Конде наступает на те же грабли
Гиза встречали в Париже как национального героя. Видя энтузиазм парижан, принц Конде сознавал, что ни ему самому, ни его партии никогда не завоевать такой популярности в столице. И тогда он решил повторить амбуазскую авантюру, с треском провалившуюся и едва не стоившую ему жизни. Но это, похоже, его не смущало. Как и в тот раз, королевская семья находилась в Фонтенбло, плохо защищенном и потому делавшем возможным захват Карла IX и его матери, дабы потом продиктовать им свои условия. По правде говоря, у Конде имелись веские основания опасаться королевы-матери, которая, видя провал своих миротворческих усилий, совершила крутой поворот. Отчаявшись вразумить гугенотов, она предстала перед подданными в образе доброй католички, исправно посещала католические богослужения и требовала того же от придворных. И своего любимого сына Генриха она обязала следовать ее примеру. Что же касается короля Карла IX, то он еще раньше и без понукания со стороны матери вернулся на путь истинный. Эти перемены возвещали об ужесточении политики в отношении гугенотов.

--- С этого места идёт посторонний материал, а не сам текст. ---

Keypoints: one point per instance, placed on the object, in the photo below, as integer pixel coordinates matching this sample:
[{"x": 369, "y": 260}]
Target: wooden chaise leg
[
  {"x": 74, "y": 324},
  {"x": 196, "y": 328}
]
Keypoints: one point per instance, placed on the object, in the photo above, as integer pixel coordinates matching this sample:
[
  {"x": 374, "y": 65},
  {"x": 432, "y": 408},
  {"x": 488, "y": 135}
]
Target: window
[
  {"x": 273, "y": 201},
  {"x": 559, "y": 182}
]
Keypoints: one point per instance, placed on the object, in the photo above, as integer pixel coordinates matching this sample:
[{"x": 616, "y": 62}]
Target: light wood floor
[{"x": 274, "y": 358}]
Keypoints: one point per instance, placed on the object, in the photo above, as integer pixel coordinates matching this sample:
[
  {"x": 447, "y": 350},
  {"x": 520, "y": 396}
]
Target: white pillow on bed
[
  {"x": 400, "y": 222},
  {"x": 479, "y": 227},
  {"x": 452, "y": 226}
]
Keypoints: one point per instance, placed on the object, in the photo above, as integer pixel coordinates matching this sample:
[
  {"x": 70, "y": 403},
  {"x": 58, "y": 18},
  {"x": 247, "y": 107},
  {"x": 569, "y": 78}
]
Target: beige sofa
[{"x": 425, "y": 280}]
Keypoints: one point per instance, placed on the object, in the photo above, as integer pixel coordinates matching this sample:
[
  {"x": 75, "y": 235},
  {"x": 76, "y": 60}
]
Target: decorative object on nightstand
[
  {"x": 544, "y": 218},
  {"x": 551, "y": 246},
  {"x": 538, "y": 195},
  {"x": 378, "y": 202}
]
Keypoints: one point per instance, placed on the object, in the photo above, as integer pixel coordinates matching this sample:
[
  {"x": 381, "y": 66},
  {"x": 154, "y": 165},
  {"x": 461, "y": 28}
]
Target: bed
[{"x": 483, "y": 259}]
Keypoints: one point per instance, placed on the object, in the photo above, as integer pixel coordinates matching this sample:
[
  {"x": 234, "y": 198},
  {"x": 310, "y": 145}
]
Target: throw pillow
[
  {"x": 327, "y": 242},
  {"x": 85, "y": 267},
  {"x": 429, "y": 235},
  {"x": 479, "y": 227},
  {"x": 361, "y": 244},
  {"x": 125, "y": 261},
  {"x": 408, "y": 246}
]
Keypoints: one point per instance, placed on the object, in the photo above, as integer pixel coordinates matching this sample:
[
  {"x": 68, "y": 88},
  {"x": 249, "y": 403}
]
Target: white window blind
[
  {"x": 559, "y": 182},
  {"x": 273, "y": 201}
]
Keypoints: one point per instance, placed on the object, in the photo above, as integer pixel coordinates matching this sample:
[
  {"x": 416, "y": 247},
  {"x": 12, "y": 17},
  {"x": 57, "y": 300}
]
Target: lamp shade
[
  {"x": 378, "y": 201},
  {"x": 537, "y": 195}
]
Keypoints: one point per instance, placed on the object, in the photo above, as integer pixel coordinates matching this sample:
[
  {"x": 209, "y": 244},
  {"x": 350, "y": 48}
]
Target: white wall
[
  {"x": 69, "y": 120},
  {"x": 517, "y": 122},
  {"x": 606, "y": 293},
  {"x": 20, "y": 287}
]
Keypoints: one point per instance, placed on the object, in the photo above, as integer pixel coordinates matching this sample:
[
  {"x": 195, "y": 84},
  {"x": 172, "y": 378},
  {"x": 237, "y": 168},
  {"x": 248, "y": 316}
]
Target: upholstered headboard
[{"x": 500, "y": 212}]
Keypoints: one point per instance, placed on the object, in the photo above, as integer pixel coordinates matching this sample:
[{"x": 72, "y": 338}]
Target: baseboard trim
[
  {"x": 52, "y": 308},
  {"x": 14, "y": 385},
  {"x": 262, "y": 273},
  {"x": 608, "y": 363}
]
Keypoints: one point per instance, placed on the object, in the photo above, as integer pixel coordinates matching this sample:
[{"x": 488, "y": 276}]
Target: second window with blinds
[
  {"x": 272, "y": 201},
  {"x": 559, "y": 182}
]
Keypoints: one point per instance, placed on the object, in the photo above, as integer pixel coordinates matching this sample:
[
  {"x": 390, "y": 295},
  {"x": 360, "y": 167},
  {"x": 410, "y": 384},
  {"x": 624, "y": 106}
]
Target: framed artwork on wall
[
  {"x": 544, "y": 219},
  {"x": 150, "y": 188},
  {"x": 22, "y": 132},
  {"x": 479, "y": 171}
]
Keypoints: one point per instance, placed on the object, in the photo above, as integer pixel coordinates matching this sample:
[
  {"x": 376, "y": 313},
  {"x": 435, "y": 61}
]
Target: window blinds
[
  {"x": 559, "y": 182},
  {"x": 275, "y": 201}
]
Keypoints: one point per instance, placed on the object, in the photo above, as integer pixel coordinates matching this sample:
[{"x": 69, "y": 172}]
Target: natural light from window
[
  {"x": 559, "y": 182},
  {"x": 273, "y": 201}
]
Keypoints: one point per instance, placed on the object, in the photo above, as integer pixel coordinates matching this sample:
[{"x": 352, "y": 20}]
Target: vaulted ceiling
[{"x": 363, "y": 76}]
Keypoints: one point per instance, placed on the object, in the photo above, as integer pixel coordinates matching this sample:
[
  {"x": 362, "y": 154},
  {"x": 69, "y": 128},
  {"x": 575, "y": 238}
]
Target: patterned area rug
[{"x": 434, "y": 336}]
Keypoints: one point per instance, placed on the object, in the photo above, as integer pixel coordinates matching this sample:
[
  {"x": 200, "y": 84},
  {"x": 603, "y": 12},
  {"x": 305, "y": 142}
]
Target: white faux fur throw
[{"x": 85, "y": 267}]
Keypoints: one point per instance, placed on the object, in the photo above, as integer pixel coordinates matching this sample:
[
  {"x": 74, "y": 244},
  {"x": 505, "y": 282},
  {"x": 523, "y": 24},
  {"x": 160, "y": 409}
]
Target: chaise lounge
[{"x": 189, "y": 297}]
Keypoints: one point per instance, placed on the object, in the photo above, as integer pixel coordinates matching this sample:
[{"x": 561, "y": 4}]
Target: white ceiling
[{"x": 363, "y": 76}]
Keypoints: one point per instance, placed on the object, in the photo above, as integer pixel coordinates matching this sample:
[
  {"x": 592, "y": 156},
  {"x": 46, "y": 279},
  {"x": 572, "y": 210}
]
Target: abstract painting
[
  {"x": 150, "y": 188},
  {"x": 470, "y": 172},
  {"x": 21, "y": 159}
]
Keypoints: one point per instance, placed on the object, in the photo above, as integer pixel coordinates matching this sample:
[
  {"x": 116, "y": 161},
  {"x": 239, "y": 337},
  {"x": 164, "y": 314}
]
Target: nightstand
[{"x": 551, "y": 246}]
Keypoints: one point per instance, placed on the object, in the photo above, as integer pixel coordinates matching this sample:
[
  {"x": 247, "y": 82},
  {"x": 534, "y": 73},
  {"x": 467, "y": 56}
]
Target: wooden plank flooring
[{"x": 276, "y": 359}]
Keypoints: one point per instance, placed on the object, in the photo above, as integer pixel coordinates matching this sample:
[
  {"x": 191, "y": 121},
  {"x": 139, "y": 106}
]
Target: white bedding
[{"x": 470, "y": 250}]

Покинув Париж, Конде собрал верные ему отряды и двинулся к Mo, где его уже ожидал Колиньи со своей армией. Объединившись, они были готовы сразиться с королевскими войсками. Наблюдая за концентрацией сил гугенотов между Парижем и Фонтенбло, герцог Гиз понимал, что угроза возникла не только лично для короля, но и для самого трона. Отправившись в Фонтенбло, он принялся уговаривать королеву-мать срочно перебраться вместе с сыном в Париж, где они были бы в безопасности. Отряд в тысячу вооруженных людей должен был обеспечить им беспрепятственное передвижение. Екатерина колебалась, то ли опасаясь довериться Гизу, которого, мягко говоря, недолюбливала, то ли еще надеясь договориться с Конде, который, как она думала, не посмеет причинить вред ни ей лично, ни королю. В конце концов она сочла за благо принять руку помощи, в очередной раз протянутую Гизом.